Acute Intermittent Porphyria (AIP) is a metabolic disorder characterized by the deficiency of the enzyme hydroxymethylbilane synthase (HMBS). AIP results in the accumulation of toxic porphyrin precursors in the body, leading to weak muscles and pain. ALAS1 synthesis is a common complication of AI, which leads to neurovisceral attacks and disease manifestations. Givosiran is an RNA interference therapeutic agent that inhibits ALAS1 synthesis. This study aims to evaluate the efficacy of givosiran in AIP patients.

This is a phase-1 trial that included a total of 40 patients with AIP who underwent randomization. The patients divided into three groups; patients in group A (with recent porphyria attacks)received five ascending doses of givosiran or placebo, those in group B (without recent attacks) received once-monthly injections of one of two doses of givosiran or placebo, and those in group C (recurrent attacks) received 2.5 or 5.0 mg doses of givosiran or placebo. The primary outcomes were safety and efficacy. 

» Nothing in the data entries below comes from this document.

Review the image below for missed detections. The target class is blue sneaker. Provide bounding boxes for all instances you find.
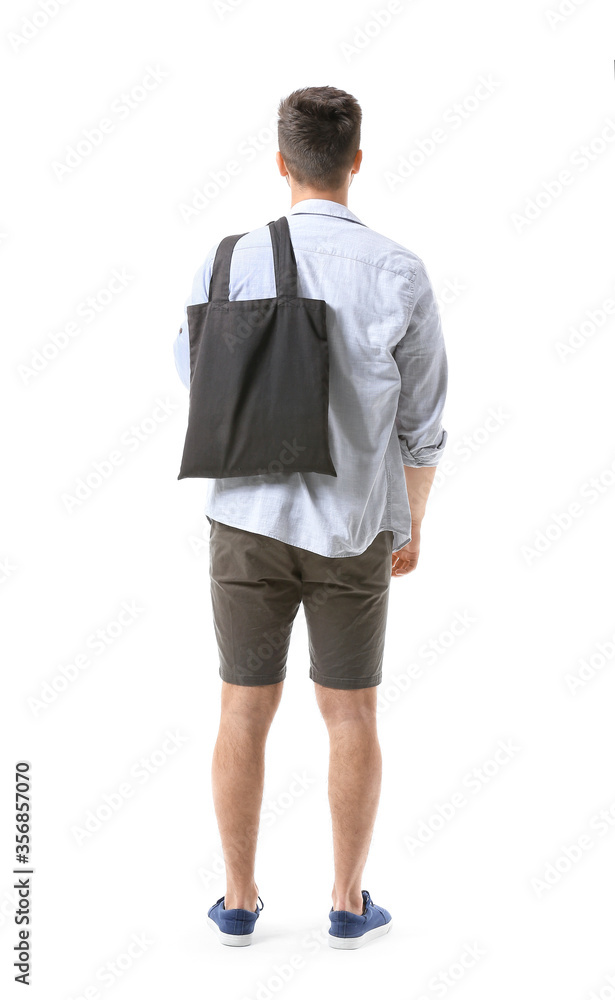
[329,889,391,948]
[207,896,265,947]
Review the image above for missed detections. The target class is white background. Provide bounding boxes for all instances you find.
[0,0,615,1000]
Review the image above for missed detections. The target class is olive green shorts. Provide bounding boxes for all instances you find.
[208,517,393,688]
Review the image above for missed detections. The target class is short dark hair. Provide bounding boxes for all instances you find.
[278,87,362,191]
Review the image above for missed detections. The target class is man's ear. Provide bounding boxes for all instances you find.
[275,149,288,177]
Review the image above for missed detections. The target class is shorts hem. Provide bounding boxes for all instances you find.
[310,668,382,691]
[218,670,286,687]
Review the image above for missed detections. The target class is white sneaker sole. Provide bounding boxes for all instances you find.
[329,920,393,951]
[207,917,254,948]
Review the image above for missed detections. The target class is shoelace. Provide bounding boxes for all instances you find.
[216,896,265,913]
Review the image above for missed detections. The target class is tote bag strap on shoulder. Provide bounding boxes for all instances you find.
[209,215,297,302]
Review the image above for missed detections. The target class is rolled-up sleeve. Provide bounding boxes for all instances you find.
[392,259,448,468]
[173,244,218,389]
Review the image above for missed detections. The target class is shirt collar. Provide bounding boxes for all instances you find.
[288,198,365,226]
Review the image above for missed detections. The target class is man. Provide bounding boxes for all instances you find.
[174,87,447,948]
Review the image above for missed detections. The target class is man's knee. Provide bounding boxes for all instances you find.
[314,684,378,727]
[221,681,284,729]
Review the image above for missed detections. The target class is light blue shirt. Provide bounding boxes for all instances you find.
[173,198,448,556]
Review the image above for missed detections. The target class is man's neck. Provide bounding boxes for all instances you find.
[290,188,348,208]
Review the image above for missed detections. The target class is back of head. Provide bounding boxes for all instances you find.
[278,87,362,191]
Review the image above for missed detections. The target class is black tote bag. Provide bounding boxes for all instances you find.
[177,215,337,479]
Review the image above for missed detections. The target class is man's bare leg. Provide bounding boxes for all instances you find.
[314,684,382,913]
[211,681,284,910]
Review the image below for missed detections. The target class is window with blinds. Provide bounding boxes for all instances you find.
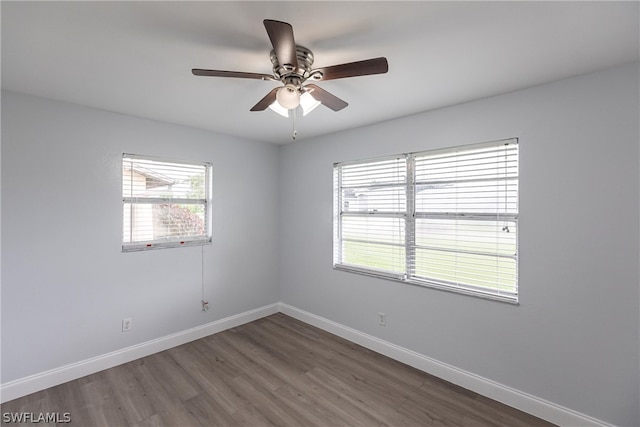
[334,139,518,302]
[122,154,212,252]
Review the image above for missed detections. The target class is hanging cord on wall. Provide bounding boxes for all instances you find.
[291,108,298,141]
[200,245,209,311]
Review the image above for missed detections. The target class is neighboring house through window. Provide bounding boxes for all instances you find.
[334,139,518,302]
[122,154,212,251]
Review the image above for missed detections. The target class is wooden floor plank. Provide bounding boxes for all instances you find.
[1,314,551,427]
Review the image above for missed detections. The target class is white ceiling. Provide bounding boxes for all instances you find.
[1,1,639,143]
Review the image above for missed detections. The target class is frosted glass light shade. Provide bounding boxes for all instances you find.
[300,92,321,116]
[269,101,289,117]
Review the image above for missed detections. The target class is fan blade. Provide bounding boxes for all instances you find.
[250,87,280,111]
[305,84,349,111]
[311,57,389,80]
[191,68,275,80]
[263,19,298,71]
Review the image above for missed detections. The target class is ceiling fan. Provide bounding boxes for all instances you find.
[191,19,389,117]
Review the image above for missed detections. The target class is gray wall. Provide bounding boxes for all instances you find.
[2,92,279,383]
[280,64,640,426]
[1,64,640,425]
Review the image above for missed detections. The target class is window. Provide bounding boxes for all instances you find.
[333,139,518,303]
[122,154,212,252]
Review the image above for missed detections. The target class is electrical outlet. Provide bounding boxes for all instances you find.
[378,313,387,326]
[122,317,133,332]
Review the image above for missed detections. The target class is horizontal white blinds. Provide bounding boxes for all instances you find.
[334,139,518,301]
[334,157,407,275]
[122,154,211,250]
[409,141,518,297]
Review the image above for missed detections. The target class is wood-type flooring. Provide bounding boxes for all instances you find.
[1,314,552,427]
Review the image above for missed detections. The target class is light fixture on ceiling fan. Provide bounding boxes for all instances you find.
[191,19,389,120]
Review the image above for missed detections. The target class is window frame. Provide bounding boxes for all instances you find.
[121,153,213,252]
[333,138,520,305]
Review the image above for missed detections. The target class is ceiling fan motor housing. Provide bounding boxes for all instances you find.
[271,45,322,86]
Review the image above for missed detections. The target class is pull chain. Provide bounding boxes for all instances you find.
[291,108,298,141]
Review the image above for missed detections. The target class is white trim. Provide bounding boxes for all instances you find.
[280,303,612,427]
[0,302,612,427]
[0,303,279,403]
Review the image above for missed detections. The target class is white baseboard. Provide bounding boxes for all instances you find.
[280,303,612,427]
[0,303,612,427]
[0,304,280,403]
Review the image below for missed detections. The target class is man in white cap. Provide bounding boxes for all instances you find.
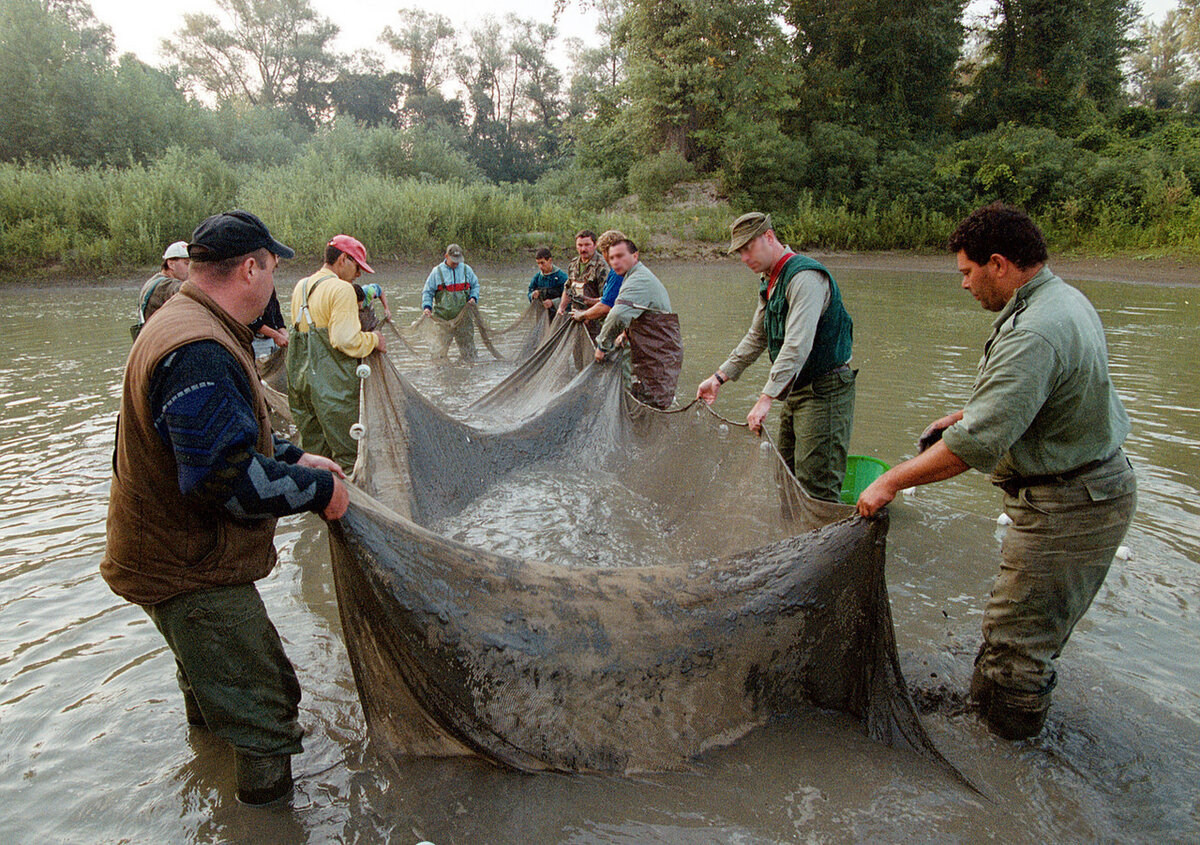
[696,211,857,502]
[288,235,388,472]
[133,240,192,337]
[421,244,479,361]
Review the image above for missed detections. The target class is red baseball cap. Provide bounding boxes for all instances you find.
[329,235,374,272]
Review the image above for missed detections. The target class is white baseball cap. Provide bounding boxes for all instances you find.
[162,240,187,260]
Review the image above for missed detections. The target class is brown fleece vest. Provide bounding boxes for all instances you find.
[100,282,275,605]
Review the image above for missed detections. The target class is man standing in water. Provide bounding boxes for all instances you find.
[133,240,191,337]
[858,203,1136,739]
[696,211,857,502]
[558,229,608,319]
[421,244,479,361]
[585,238,683,409]
[100,211,348,804]
[288,235,388,472]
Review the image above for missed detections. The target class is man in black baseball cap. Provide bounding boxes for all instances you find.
[100,211,349,804]
[187,209,296,262]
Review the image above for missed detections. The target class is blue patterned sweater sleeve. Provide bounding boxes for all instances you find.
[150,341,334,520]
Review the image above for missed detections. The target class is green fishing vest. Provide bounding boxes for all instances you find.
[758,254,854,390]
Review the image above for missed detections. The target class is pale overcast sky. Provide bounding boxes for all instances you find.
[91,0,1178,73]
[87,0,595,66]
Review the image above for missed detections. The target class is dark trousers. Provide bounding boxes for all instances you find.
[145,583,301,756]
[779,368,858,502]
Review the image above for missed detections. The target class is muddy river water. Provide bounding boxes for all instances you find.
[0,257,1200,845]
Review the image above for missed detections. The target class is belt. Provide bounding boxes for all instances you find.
[996,449,1121,496]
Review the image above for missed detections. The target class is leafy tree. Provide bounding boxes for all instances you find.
[455,14,560,181]
[169,0,338,121]
[966,0,1138,131]
[623,0,790,169]
[785,0,965,131]
[328,52,403,126]
[566,0,628,120]
[1129,8,1188,109]
[379,8,462,126]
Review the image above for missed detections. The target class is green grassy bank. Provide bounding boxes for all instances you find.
[7,150,1200,280]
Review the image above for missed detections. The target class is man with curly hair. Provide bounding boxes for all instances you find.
[858,203,1138,739]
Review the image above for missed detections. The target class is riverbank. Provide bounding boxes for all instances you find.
[18,249,1200,294]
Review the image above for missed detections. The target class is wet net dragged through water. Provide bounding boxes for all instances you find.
[321,323,974,787]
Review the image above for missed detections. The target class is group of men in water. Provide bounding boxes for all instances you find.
[101,204,1136,804]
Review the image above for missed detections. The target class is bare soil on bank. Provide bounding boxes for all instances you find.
[11,249,1200,289]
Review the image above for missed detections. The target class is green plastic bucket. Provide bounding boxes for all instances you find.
[841,455,892,504]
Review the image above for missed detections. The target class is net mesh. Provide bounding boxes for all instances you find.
[314,316,958,777]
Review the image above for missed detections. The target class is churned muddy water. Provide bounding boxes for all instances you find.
[0,256,1200,845]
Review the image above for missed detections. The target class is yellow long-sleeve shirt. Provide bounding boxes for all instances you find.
[292,268,379,358]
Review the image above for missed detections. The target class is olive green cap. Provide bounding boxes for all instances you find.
[727,211,772,254]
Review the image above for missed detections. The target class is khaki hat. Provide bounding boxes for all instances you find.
[726,211,773,254]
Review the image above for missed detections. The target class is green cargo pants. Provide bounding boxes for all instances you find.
[976,451,1138,693]
[779,368,858,502]
[145,583,302,756]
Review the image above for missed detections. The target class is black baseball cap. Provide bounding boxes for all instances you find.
[187,209,296,262]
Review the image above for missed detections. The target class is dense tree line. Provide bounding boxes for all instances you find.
[9,0,1200,256]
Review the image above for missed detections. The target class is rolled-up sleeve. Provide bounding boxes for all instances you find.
[329,284,379,358]
[942,330,1061,473]
[718,296,767,380]
[421,265,440,308]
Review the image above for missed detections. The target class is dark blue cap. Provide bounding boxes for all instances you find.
[187,209,296,262]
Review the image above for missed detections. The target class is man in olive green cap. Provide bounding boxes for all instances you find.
[696,211,858,502]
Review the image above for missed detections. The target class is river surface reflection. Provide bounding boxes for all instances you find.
[0,256,1200,845]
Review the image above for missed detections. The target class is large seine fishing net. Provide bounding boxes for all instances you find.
[309,304,953,787]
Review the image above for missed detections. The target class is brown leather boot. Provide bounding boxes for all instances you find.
[234,751,292,807]
[980,682,1054,739]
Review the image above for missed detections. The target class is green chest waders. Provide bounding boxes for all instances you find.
[288,276,359,472]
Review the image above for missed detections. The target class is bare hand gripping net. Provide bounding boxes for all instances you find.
[330,320,956,787]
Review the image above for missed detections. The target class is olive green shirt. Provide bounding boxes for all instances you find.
[943,266,1129,480]
[718,270,830,398]
[596,262,671,352]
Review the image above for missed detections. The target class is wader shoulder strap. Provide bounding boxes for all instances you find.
[300,275,334,329]
[616,298,672,314]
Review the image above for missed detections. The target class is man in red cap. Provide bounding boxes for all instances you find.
[288,235,388,472]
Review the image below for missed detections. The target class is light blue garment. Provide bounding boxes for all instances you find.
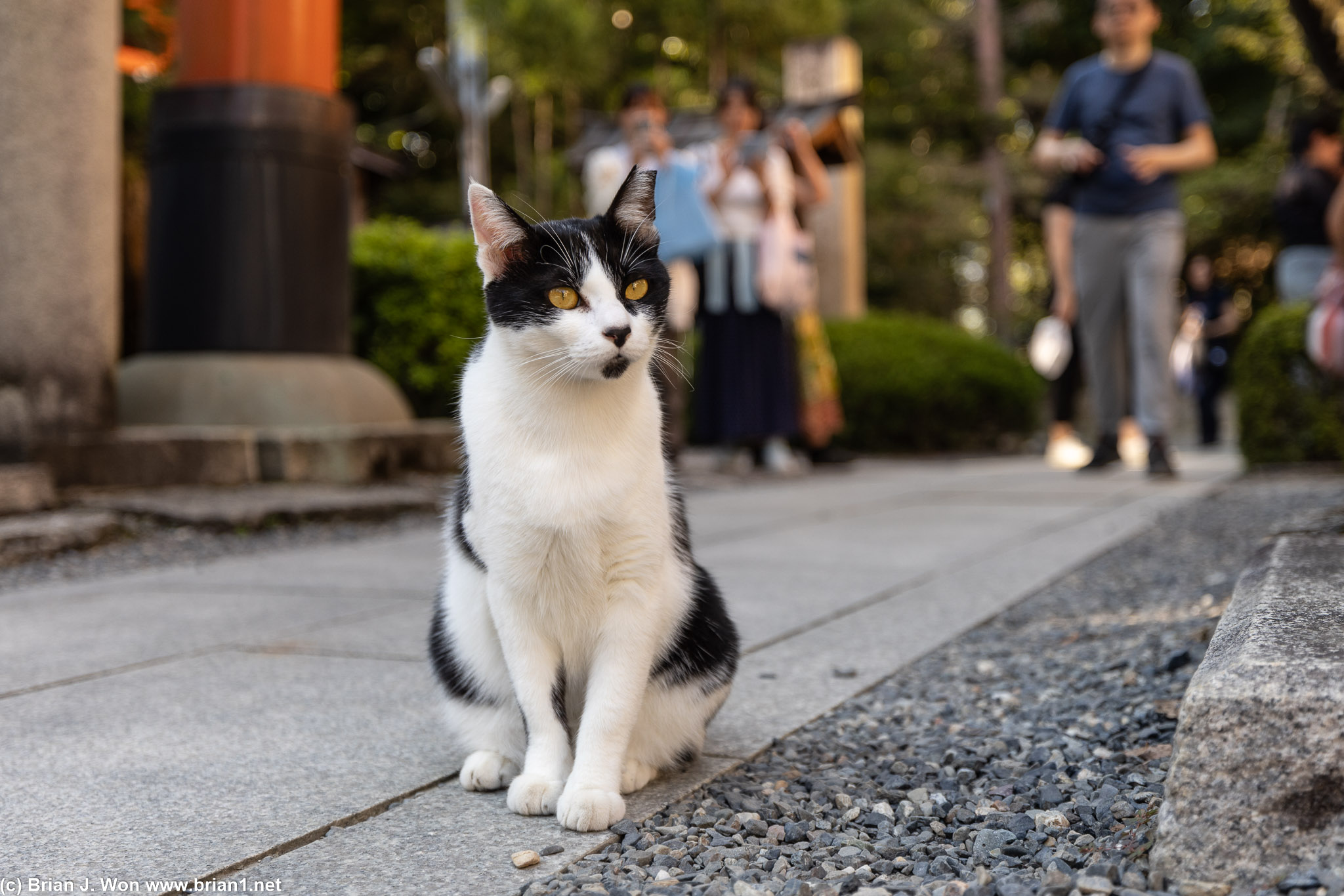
[653,160,715,262]
[1274,246,1332,305]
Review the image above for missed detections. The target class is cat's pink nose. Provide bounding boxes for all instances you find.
[602,327,631,348]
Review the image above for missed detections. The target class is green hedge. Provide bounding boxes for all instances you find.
[351,219,485,417]
[827,313,1044,451]
[1232,305,1344,464]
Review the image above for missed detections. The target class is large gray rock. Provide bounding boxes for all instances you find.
[0,464,56,516]
[1153,532,1344,886]
[117,352,411,427]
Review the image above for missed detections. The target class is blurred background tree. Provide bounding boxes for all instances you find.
[127,0,1341,331]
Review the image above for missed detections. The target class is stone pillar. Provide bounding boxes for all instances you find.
[0,0,121,460]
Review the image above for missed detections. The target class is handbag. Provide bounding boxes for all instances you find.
[653,160,715,262]
[1027,316,1074,380]
[1307,259,1344,376]
[757,209,817,314]
[1072,56,1153,187]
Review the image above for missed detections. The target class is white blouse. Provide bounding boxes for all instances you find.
[687,141,793,242]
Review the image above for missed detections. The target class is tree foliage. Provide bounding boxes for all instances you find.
[341,0,1334,317]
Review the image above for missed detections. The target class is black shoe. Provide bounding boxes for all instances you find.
[1078,432,1120,473]
[1148,436,1176,479]
[809,445,859,465]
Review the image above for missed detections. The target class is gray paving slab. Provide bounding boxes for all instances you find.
[705,481,1230,758]
[0,653,457,880]
[249,599,431,662]
[0,590,425,696]
[74,481,444,527]
[224,758,735,896]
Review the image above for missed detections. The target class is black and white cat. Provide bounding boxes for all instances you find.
[430,171,738,830]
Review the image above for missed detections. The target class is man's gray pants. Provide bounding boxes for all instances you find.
[1074,208,1185,436]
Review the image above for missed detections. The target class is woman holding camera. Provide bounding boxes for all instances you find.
[694,81,800,474]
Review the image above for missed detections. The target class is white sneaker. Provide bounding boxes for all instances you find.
[1045,432,1091,470]
[1117,431,1148,470]
[713,447,753,476]
[761,436,803,476]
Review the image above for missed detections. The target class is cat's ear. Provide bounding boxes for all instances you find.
[467,181,528,283]
[606,168,659,242]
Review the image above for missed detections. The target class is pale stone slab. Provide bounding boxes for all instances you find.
[243,598,432,662]
[0,591,416,695]
[77,482,444,528]
[0,653,458,880]
[1153,533,1344,888]
[227,758,735,896]
[0,509,121,567]
[0,464,56,516]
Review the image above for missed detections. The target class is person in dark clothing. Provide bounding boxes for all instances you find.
[1034,0,1217,478]
[1274,109,1344,302]
[690,81,801,474]
[1185,255,1242,445]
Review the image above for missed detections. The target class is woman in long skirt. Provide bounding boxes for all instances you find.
[694,81,799,473]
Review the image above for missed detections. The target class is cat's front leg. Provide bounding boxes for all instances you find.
[555,599,654,830]
[491,584,572,815]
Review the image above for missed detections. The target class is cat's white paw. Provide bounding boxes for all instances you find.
[555,787,625,830]
[508,771,564,815]
[621,756,659,794]
[457,750,517,790]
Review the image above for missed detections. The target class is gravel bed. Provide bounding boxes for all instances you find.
[523,476,1344,896]
[0,510,438,594]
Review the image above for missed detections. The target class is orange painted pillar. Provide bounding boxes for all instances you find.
[145,0,351,354]
[177,0,340,94]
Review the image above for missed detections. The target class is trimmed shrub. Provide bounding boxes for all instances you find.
[351,219,485,417]
[1232,305,1344,464]
[827,313,1044,451]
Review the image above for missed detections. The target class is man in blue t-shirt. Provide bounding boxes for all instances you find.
[1035,0,1217,477]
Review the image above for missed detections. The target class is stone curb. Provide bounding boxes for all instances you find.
[1153,533,1344,889]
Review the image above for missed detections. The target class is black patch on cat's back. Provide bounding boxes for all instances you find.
[450,460,485,572]
[551,662,570,731]
[429,592,496,705]
[652,564,739,693]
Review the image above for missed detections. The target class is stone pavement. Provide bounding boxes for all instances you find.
[0,454,1239,896]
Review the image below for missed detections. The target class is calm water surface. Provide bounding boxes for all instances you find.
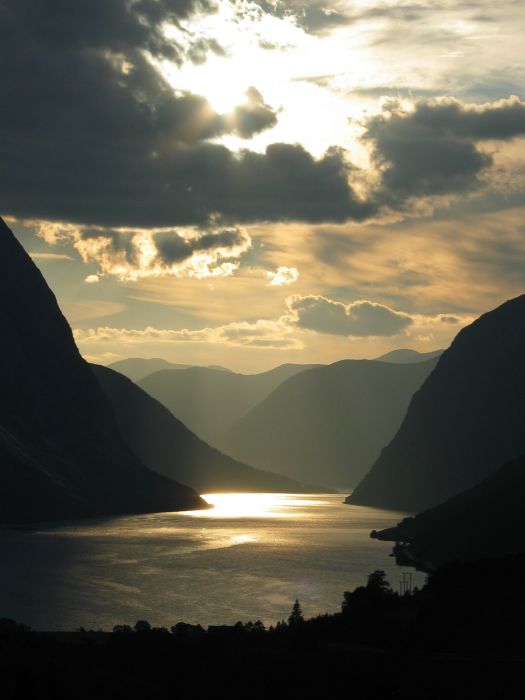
[0,494,424,629]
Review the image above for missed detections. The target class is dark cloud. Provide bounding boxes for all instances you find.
[363,98,525,208]
[0,0,369,227]
[287,295,413,337]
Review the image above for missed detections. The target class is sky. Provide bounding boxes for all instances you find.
[0,0,525,372]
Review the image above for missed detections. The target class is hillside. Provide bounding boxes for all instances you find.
[138,364,322,446]
[0,220,204,523]
[376,348,443,365]
[374,455,525,566]
[219,360,437,488]
[347,296,525,512]
[92,365,314,493]
[108,357,230,382]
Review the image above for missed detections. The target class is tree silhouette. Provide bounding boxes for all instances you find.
[288,600,304,627]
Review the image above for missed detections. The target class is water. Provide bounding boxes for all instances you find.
[0,494,424,630]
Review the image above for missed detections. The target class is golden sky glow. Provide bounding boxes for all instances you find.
[4,0,525,372]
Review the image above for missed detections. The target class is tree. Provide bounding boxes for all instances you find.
[288,600,304,627]
[135,620,151,633]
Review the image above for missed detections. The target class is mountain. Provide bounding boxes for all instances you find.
[372,455,525,568]
[91,365,311,493]
[347,295,525,512]
[108,357,191,382]
[376,348,443,365]
[138,364,317,446]
[0,219,205,523]
[219,359,437,488]
[108,357,231,382]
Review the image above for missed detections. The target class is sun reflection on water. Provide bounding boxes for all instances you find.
[184,493,321,519]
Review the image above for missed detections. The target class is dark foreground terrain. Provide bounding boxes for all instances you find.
[0,555,525,700]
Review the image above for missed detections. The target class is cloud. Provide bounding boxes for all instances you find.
[265,265,299,287]
[74,316,303,350]
[287,295,414,337]
[0,0,370,228]
[36,222,252,283]
[362,97,525,209]
[230,86,277,139]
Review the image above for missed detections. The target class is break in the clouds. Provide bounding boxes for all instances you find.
[266,265,299,287]
[74,295,473,360]
[287,295,414,337]
[4,0,525,228]
[74,317,303,350]
[38,222,251,283]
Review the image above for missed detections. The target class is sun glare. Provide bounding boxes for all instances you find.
[184,493,318,519]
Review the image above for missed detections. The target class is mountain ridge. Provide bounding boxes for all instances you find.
[346,295,525,512]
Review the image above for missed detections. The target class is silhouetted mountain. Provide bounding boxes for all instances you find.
[108,357,230,382]
[92,365,312,493]
[138,364,317,446]
[0,220,204,522]
[376,348,444,365]
[219,360,437,488]
[347,295,525,511]
[374,456,525,568]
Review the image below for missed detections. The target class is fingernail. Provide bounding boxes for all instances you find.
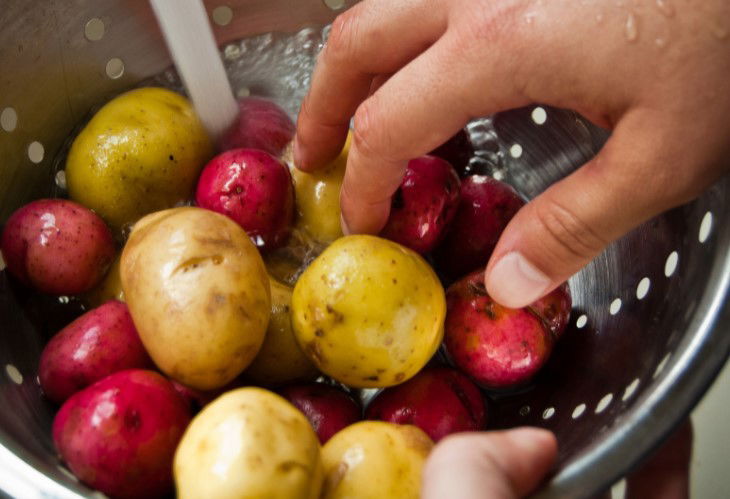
[486,251,550,308]
[506,427,555,452]
[294,137,302,168]
[340,213,350,236]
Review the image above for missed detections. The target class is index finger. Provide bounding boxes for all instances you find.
[294,0,447,171]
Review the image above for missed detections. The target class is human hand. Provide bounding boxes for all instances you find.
[295,0,730,308]
[422,422,692,499]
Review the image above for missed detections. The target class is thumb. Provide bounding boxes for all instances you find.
[421,428,557,499]
[485,114,696,308]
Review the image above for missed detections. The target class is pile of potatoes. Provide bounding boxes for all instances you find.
[0,88,571,498]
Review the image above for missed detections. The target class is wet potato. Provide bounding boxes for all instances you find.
[174,388,322,499]
[245,279,319,386]
[121,208,271,390]
[322,421,433,499]
[292,235,446,388]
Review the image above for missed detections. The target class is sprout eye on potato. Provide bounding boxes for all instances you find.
[292,236,446,388]
[121,208,271,390]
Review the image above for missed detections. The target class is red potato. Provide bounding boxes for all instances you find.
[444,270,553,389]
[529,282,573,340]
[280,383,362,444]
[435,175,525,279]
[429,129,474,177]
[38,300,153,403]
[380,156,459,254]
[53,369,190,498]
[0,199,115,295]
[221,97,296,158]
[365,367,487,442]
[195,149,294,251]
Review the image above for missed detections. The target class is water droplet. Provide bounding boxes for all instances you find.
[712,21,728,40]
[624,12,639,42]
[656,0,674,17]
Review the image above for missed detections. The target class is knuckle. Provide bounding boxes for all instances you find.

Common adverse events were nasopharyngitis, abdominal pain, and diarrhea. Treatment-related serious adverse events reported in 6 patients in the three groups combined. All the patients in group C who were assigned to givosiran had sustained reductions in ALAS1 messenger RNA, resulting in a 79% lower mean annualized attack rate.

The research concluded that monthly injections of givosiran in patients with AIP resulted in low-grade adverse events and lower rates of ALAS1 mRNA levels and porphyria attacks.